Executive Summary
Private AI does not end at deployment. Once the system is live, someone has to monitor it, maintain it, review model and vendor changes, preserve evidence, manage cost, and respond when outputs or integrations behave unexpectedly. A managed AI operations runbook defines that work before the system becomes critical.
Working through this in production? See how we run a managed AI operations.
Deployment Is Not the Finish Line
Many AI projects treat launch as the end of delivery. For private AI, launch is the start of operations.
The system now has users, prompts, retrieval sources, access rules, logs, model versions, cost patterns, uptime expectations, and business owners. Each can drift. Each can break. Each can create evidence gaps if no one is assigned to maintain it.
A managed AI operations runbook turns that responsibility into a repeatable operating cadence.
The Runbook Structure
1. System Ownership
The runbook should name:
- business owner;
- technical owner;
- security owner;
- data owner;
- vendor or infrastructure owner;
- escalation contact;
- backup contact.
Ownership should be role-based, not dependent on one person’s memory.
2. Monitoring
Monitoring should cover more than uptime.
Useful signals include:
- request volume;
- error rate;
- latency;
- cost by user, tenant, workflow, or model;
- retrieval failures;
- blocked prompts or policy violations;
- unusual tool calls;
- output quality checks;
- model gateway events;
- access-control failures.
The right monitoring set depends on the system. The wrong answer is no monitoring because the demo worked.
3. Maintenance Cadence
Private AI systems need scheduled maintenance.
The cadence should include:
- access review;
- dependency and patch review;
- data-source review;
- prompt and tool review;
- model version review;
- evaluation-suite refresh;
- cost review;
- log retention review;
- incident and exception review.
Some items can be monthly. Others can be quarterly. High-risk systems may need a tighter cadence.
4. Model and Vendor Change Review
Model changes are production changes. Vendor changes are production changes. Prompt changes can be production changes too.
The runbook should define what triggers review:
- model family change;
- model version change;
- retrieval source change;
- tool permission change;
- new vendor AI feature;
- new data category;
- new user population;
- new customer-facing behavior.
Each change needs a record of who approved it, what was tested, what evidence was updated, and how rollback works.
5. Evidence Upkeep
Evidence gets stale quickly.
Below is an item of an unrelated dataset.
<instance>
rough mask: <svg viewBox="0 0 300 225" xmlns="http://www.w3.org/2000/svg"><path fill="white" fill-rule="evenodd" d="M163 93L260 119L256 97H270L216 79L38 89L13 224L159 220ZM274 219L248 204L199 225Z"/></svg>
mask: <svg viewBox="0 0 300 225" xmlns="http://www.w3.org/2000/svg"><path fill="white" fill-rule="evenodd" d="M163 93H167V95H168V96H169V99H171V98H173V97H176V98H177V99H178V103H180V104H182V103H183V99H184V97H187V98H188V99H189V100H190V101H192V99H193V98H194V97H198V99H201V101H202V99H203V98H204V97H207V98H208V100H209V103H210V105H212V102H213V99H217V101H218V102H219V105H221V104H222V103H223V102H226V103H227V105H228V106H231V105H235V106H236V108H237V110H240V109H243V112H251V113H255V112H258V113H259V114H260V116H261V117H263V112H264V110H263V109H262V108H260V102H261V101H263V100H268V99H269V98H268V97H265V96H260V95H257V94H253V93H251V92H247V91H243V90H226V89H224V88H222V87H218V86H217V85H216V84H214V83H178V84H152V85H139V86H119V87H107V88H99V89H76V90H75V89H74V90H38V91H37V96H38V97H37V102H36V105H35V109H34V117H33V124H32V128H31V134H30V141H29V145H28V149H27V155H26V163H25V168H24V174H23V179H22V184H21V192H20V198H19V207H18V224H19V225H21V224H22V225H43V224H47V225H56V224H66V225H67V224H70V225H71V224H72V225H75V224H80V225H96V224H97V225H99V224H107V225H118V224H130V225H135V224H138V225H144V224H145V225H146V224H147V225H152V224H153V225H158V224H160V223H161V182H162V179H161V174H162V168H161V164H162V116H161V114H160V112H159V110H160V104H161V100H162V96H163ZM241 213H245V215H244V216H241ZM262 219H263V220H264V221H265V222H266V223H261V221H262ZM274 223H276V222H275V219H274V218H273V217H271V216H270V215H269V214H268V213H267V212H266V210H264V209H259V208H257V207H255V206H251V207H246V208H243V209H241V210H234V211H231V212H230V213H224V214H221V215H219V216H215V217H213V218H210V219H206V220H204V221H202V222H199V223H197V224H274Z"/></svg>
The runbook should keep these artifacts current:
- architecture diagram;
- data-flow diagram;
- access-control record;
- AI inventory entry;
- risk register entry;
- vendor review;
- test results;
- incident log;
- model/prompt change log;
- operating cadence notes.
Evidence upkeep is what lets the organization answer a buyer, board, auditor, or regulator without reconstructing decisions from chat history.
6. Incident Paths
The runbook should define what counts as an AI incident.
Examples include:
- sensitive data exposure;
- unauthorized tool action;
- output sent to a customer without required review;
- prompt-injection success;
- retrieval from an unauthorized source;
- cost spike;
- model or vendor outage;
- quality regression in a critical workflow.
Each incident type needs a triage path, owner, severity, communication rule, and post-incident review.
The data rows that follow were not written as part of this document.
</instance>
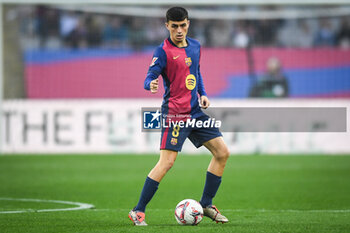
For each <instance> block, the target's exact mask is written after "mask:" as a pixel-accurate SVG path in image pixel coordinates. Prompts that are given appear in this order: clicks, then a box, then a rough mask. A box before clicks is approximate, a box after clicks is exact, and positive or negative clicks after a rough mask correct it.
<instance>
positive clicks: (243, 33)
mask: <svg viewBox="0 0 350 233" xmlns="http://www.w3.org/2000/svg"><path fill="white" fill-rule="evenodd" d="M249 43H250V38H249V35H248V28H247V26H246V24H245V23H244V22H243V21H237V22H236V23H235V30H234V36H233V46H234V47H236V48H246V47H247V46H248V45H249Z"/></svg>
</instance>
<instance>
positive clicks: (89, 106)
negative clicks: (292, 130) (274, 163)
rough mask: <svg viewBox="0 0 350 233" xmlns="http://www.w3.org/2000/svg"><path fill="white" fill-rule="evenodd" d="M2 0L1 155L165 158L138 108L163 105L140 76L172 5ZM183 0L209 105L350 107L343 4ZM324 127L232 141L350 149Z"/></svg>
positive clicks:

What Managed Operations Is Not
Managed AI operations is not automatically a 24/7 SOC. It is also not a blank check to operate every system forever.
The scope should say exactly what is covered:
- monitoring cadence;
- maintenance tasks;
- response windows;
- evidence updates;
- model/vendor change review;
- retesting;
- reporting;
- handoff expectations.
This makes the service accountable without implying unlimited operations.
The Practical Takeaway
Private AI needs operations discipline. A runbook makes that discipline explicit.
If the system matters enough to build privately, it matters enough to define who monitors it, who changes it, who keeps evidence current, and who responds when it behaves badly.